En efecto, el bautismo nos perdona los pecados, pero no nos hace impecables. Tras el bautismo, seguimos experimentando en nuestros cuerpos mortales la fuerza del pecado y la inclinación al mal. Sin embargo, puesto que hemos sido revestidos de Cristo y fortalecidos con la fuerza del Espíritu Santo, podemos resistir contra las tentaciones y salir victoriosos. Aun con todo, podemos pecar y, de hecho, pecamos. Por eso, además del bautismo, la misericordia de Dios tenía prevista una segunda tabla de salvación, para que todos los bautizados puedan recibir el perdón de los pecados cometidos. Esa segunda tabla de salvación es la penitencia que nos permite crecer día a día libremente en este amor transformador compartido con Dios. Esta es la aspiración del bautizado. ¡Recuperemos el gozo y el honor de ser bautizados!

Nuestro Dios es un Dios que nos salva (Salmo 68, 21a). Porque salva, no abandona al pecador en su pecado, sino que continuamente le llama para que abra los ojos y reconozca y confiese sus pecados. Iluminados por la luz de la misericordia divina, necesitamos reconocer que, si nuestro corazón no es sanado de raíz, seguiremos en nuestros pecados. Por eso, hemos de pedirle al Señor que cambie nuestro corazón, que lo sane y lo cure de las heridas que el pecado provoca en Él. Le pedimos también al Señor que nos ayude a querer y desear no pecar nunca más; y, como muestra de nuestra voluntad decidida, le suplicamos que nos conceda la gracia de estar siempre dispuestos a luchar contra el pecado que nos ata, e igualmente contra las consecuencias que provocan nuestros pecados: en nosotros mismos, en nuestro prójimo, en nuestra sociedad y en nuestro mundo.

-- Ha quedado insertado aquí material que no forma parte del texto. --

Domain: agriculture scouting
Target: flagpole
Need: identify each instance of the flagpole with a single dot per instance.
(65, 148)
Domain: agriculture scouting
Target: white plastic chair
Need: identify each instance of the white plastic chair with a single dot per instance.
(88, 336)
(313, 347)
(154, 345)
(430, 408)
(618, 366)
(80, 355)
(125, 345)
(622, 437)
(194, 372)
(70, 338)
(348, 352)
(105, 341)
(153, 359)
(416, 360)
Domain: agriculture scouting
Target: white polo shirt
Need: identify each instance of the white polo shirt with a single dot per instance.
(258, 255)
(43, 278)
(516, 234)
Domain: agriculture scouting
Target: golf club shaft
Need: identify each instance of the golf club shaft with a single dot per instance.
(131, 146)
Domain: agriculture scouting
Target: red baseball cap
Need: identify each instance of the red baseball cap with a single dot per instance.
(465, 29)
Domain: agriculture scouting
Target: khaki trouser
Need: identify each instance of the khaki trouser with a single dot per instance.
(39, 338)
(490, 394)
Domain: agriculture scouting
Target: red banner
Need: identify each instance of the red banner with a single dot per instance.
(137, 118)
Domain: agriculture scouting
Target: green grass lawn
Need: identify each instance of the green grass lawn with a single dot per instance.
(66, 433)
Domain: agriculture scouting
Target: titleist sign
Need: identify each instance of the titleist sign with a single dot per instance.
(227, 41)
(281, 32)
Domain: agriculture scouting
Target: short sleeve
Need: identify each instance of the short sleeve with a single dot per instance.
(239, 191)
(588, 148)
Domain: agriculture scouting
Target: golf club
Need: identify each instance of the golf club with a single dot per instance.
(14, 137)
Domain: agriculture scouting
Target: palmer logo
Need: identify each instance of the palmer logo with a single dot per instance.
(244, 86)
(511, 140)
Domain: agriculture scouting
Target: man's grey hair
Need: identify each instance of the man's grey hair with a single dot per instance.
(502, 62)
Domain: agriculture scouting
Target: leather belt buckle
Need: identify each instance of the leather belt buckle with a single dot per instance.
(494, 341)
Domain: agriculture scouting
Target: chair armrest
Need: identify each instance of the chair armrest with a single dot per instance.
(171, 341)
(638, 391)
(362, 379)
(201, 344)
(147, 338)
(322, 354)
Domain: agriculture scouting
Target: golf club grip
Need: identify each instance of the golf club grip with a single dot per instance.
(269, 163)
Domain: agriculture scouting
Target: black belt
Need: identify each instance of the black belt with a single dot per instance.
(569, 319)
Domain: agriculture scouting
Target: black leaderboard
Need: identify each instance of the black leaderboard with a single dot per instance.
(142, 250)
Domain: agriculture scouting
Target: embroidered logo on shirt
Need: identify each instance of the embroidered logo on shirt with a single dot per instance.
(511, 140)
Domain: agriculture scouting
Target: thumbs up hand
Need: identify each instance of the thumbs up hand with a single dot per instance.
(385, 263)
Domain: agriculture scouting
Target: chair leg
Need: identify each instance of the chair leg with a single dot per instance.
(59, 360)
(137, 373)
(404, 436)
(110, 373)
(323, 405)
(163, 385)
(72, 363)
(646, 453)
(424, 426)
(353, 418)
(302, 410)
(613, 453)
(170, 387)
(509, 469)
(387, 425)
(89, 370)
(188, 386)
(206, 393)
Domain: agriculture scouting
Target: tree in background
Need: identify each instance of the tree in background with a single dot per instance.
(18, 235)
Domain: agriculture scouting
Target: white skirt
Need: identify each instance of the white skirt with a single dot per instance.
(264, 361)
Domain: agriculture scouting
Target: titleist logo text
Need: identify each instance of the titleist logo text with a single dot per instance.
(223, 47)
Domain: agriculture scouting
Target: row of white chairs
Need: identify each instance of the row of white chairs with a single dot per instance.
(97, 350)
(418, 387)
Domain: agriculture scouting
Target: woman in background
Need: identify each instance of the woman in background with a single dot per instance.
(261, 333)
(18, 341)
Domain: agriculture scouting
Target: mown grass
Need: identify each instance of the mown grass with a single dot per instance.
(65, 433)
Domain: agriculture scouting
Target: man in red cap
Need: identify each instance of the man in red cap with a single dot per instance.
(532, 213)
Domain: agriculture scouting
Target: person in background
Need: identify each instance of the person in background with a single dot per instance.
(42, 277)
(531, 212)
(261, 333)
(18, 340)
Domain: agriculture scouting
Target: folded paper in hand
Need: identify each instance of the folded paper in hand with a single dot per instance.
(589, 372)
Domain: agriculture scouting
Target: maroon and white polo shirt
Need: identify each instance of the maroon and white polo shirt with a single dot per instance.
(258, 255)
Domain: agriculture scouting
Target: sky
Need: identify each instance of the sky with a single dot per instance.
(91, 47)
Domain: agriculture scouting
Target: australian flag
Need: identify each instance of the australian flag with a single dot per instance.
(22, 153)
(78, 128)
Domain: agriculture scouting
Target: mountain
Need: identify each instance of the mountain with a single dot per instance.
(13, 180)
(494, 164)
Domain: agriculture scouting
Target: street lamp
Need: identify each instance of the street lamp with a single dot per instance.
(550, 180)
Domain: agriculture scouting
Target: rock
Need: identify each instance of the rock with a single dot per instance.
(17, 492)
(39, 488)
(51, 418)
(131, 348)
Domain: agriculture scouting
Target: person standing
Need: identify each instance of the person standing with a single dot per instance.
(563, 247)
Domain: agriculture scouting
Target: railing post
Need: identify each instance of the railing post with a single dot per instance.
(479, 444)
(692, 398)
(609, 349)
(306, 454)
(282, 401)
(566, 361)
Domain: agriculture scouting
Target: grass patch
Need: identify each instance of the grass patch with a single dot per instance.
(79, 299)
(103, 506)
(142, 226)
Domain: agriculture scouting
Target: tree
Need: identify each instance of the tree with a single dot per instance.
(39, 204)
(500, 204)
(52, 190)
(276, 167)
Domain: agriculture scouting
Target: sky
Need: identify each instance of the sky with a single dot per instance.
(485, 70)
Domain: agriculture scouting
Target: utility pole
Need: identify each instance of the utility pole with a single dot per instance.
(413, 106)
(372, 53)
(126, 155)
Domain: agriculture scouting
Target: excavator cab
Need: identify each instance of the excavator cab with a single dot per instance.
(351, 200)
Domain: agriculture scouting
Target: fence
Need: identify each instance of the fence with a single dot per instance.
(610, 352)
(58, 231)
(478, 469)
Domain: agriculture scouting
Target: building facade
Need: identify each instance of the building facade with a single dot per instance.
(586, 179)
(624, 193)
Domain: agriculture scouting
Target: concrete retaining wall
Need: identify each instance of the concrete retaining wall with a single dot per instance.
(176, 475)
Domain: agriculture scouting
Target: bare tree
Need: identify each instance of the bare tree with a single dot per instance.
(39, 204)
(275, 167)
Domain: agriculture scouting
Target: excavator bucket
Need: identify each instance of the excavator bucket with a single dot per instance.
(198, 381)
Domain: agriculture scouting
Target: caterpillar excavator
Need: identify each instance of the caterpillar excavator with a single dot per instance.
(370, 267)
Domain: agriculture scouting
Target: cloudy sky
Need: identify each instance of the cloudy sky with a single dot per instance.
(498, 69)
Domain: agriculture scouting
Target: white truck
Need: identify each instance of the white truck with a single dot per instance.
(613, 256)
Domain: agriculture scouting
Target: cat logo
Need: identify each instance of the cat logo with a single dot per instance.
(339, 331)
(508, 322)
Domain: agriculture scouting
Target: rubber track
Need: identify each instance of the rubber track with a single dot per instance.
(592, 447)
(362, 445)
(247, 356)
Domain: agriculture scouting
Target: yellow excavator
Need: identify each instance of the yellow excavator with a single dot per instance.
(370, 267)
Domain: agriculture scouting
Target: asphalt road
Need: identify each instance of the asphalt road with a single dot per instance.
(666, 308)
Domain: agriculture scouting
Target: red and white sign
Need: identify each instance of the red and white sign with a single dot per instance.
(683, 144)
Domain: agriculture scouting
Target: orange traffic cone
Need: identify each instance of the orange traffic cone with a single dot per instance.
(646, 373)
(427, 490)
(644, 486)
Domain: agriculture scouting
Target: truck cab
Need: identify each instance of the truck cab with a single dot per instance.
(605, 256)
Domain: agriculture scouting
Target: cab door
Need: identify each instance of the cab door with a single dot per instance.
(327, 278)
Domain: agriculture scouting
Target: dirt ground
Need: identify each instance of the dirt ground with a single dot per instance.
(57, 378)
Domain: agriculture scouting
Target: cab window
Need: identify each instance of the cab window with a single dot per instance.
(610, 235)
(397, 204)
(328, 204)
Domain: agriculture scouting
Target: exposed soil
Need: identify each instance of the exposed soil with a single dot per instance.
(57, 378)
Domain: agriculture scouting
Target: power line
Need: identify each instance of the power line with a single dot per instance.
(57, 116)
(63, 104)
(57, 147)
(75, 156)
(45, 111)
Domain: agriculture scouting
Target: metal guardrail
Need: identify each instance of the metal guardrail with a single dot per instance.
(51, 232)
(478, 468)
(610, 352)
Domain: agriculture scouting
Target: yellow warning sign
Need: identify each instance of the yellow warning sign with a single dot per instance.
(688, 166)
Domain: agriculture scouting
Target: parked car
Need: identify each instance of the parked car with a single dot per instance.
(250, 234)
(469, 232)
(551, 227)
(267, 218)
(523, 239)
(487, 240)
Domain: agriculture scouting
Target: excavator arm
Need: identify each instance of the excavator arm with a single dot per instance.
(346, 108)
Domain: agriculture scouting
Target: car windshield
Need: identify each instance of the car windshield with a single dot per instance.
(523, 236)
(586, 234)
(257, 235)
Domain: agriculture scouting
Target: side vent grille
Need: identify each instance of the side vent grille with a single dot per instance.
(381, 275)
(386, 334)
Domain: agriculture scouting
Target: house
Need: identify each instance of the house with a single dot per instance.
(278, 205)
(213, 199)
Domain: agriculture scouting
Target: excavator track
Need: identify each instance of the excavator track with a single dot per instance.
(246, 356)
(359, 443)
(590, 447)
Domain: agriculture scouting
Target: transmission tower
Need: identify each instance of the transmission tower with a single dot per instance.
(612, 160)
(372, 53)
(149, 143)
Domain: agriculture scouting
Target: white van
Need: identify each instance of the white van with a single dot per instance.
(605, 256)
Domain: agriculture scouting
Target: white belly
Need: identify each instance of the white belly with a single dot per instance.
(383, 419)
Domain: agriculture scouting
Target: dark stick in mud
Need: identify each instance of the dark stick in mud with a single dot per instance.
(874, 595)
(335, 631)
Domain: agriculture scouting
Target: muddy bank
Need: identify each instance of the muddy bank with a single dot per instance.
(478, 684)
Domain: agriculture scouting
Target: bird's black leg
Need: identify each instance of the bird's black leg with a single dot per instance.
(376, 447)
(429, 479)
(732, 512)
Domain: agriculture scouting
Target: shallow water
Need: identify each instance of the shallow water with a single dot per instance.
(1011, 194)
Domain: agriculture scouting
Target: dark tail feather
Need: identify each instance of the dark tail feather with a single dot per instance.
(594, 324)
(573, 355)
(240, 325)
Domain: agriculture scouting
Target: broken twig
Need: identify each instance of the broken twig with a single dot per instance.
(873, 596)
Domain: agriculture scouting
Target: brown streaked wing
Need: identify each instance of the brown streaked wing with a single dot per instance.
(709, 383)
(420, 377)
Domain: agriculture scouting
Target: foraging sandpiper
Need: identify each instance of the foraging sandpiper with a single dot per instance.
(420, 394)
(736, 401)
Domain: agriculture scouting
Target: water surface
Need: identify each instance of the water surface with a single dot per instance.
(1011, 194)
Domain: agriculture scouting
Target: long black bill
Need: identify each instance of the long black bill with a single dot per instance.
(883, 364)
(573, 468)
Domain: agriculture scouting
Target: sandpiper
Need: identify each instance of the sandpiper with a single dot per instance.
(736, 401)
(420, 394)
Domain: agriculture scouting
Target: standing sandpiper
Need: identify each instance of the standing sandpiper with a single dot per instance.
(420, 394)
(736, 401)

Que el perdón de Dios, derramado abundantemente en cada uno de nuestros corazones, haga que todos los hombres puedan glorificarlo y reconocerlo como un Dios de amor y misericordia infinitas; y que, de este modo, se sientan atraídos a volver a Él y a encontrar en Él la salud y la salvación que necesitan. Así se cumplirá plenamente la obra que el Padre encargó a su Hijo, cuando le envió para dar su vida en rescate por todos.